The sign of a good group ride is the troop piling into a café stop after anywhere between 30 and 100 miles, smiling in shared exhaustion and chatting over hot coffee and warm cake.
A ride that has been less than perfectly executed usually results in cold glares, a missing rider (dropped somewhere along the route or ridden off in a huff) and a severely reduced chance of a repeat meeting.
Here are some tips for ride leaders, and ride partakers, to ensure that everyone involved has a great time and comes back for more..
1) Agree distance and speed before the ride
Let’s start at the very beginning. Before you go anywhere, it’s best to make sure everyone knows what sort of ride this is going to be.

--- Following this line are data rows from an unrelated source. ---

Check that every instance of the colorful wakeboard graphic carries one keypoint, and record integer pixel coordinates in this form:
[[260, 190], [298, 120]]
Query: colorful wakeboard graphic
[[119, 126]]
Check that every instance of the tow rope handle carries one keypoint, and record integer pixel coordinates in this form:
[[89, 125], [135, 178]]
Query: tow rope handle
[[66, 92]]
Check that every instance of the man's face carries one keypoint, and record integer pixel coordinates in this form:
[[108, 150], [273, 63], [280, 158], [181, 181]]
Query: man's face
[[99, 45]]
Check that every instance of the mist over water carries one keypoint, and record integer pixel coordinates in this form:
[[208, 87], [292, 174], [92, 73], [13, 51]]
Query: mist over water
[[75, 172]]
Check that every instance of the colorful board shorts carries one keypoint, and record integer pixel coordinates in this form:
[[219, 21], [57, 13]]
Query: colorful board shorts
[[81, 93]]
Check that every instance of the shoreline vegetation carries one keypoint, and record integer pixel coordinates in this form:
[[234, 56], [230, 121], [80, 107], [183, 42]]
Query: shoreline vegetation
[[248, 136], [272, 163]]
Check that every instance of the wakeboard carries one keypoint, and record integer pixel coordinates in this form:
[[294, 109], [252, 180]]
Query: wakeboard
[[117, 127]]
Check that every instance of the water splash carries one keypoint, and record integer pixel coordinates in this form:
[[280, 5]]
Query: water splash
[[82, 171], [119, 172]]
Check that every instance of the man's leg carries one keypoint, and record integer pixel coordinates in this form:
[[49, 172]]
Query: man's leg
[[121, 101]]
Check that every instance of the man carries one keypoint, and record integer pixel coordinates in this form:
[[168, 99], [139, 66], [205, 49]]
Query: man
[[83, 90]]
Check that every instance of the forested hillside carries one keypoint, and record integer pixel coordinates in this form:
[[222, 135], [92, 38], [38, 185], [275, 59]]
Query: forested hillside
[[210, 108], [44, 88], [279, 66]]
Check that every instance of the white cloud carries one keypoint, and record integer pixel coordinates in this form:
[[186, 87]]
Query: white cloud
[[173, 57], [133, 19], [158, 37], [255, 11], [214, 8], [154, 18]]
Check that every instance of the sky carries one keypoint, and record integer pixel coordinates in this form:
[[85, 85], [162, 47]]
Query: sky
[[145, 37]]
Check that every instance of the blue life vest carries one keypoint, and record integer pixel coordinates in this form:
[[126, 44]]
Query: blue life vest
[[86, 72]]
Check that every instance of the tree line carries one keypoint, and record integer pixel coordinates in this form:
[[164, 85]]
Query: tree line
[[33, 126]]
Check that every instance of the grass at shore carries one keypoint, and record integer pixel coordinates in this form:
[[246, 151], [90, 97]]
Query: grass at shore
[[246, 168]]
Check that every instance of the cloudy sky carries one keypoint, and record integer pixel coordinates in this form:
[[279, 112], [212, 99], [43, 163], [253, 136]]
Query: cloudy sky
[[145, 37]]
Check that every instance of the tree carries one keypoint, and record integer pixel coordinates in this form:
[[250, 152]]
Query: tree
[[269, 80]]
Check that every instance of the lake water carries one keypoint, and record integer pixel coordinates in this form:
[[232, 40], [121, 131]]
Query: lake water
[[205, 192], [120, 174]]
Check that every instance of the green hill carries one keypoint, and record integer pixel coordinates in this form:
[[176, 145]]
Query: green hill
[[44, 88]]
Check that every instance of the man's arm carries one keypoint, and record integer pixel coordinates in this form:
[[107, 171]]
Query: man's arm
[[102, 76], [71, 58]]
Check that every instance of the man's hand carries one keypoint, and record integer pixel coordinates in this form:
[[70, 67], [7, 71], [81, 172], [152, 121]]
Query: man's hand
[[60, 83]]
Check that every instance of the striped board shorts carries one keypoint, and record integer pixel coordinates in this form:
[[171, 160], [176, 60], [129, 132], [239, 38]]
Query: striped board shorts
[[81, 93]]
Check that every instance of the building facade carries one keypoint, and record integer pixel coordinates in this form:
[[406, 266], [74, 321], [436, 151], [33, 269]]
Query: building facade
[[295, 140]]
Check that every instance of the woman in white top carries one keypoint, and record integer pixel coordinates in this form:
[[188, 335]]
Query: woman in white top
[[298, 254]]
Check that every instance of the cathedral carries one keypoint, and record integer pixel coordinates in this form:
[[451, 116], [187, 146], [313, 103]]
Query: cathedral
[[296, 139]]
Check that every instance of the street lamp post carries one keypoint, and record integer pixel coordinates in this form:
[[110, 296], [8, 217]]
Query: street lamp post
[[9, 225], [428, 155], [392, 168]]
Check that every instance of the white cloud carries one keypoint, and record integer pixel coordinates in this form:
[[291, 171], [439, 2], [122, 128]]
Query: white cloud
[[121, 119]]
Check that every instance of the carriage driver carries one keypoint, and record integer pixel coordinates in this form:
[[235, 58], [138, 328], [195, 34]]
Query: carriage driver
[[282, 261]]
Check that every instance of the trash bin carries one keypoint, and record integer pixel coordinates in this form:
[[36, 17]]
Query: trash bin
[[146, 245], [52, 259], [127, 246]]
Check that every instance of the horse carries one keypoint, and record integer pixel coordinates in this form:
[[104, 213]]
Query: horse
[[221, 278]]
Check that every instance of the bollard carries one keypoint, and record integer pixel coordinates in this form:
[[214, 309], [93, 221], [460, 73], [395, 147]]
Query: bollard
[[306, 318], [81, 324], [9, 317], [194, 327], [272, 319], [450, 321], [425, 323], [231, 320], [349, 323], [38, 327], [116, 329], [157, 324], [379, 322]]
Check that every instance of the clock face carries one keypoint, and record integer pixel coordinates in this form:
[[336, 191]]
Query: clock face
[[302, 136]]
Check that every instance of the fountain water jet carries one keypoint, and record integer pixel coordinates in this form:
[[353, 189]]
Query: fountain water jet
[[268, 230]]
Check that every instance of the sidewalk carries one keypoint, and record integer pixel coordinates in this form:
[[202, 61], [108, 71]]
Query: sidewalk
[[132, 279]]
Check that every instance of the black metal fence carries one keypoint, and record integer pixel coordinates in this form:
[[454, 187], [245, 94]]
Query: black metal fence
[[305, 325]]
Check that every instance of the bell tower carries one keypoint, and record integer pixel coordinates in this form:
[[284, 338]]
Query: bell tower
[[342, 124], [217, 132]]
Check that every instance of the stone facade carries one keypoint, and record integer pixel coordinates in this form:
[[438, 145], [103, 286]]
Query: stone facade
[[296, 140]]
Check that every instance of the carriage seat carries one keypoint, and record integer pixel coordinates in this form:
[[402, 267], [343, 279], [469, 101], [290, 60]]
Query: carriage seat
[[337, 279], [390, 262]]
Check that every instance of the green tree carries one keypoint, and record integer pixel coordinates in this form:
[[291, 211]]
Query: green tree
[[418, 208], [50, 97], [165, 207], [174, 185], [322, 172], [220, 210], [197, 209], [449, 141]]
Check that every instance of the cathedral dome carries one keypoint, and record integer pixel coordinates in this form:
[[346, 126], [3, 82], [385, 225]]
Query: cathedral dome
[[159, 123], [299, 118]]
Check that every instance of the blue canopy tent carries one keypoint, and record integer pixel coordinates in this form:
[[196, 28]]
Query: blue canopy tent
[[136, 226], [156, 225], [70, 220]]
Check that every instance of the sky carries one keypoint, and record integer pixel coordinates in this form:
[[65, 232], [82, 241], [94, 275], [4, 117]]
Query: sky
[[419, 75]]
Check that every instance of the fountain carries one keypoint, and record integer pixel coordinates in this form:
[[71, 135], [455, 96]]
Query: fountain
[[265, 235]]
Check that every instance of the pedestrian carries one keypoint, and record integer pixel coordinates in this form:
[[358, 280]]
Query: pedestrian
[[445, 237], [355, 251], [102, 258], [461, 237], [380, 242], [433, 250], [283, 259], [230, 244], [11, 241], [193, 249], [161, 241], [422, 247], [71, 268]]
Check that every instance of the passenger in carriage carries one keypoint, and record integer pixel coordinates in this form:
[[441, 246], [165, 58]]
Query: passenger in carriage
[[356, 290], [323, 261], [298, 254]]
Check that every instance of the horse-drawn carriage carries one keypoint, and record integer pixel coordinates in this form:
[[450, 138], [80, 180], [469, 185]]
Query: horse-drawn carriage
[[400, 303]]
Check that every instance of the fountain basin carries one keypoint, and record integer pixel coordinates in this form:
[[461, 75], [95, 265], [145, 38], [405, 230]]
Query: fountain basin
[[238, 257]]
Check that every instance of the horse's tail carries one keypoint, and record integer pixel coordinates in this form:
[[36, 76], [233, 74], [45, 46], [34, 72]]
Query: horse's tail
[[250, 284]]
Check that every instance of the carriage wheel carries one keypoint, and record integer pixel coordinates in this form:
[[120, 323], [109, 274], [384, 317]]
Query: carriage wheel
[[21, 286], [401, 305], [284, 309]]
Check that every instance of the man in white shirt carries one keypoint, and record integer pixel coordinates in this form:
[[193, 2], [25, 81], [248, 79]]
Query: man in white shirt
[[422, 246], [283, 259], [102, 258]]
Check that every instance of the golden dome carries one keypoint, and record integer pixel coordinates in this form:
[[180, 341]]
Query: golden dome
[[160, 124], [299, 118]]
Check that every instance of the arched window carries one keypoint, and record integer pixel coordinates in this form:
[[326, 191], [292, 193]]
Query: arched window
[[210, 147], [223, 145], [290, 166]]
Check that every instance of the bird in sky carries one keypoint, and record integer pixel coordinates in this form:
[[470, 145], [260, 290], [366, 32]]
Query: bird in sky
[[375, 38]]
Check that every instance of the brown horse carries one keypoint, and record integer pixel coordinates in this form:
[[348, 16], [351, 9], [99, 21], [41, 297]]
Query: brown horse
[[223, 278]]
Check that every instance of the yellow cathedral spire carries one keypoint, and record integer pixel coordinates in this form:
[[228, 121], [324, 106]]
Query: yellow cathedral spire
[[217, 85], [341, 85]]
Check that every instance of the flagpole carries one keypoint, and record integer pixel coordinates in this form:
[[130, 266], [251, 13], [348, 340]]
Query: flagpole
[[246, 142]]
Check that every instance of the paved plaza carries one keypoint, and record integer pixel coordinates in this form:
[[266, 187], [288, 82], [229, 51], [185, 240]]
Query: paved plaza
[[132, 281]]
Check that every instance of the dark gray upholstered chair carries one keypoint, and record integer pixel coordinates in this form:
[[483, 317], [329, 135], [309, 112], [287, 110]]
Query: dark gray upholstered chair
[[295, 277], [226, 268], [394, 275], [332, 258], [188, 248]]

The person leading the ride needs to state the proposed distance, give an idea of what sort of elevation those joining in can expect to enjoy, and the anticipated average speed.
These three stats do need to be at least based loosely on the truth. It’s ok to chuck a couple of extra hills in there, but don’t advertise a 20 mile flat ride at 15 miles and hour and then wonder why there’s mutiny in the ranks 50 miles in after the 10 minute ascent of a small local mountain.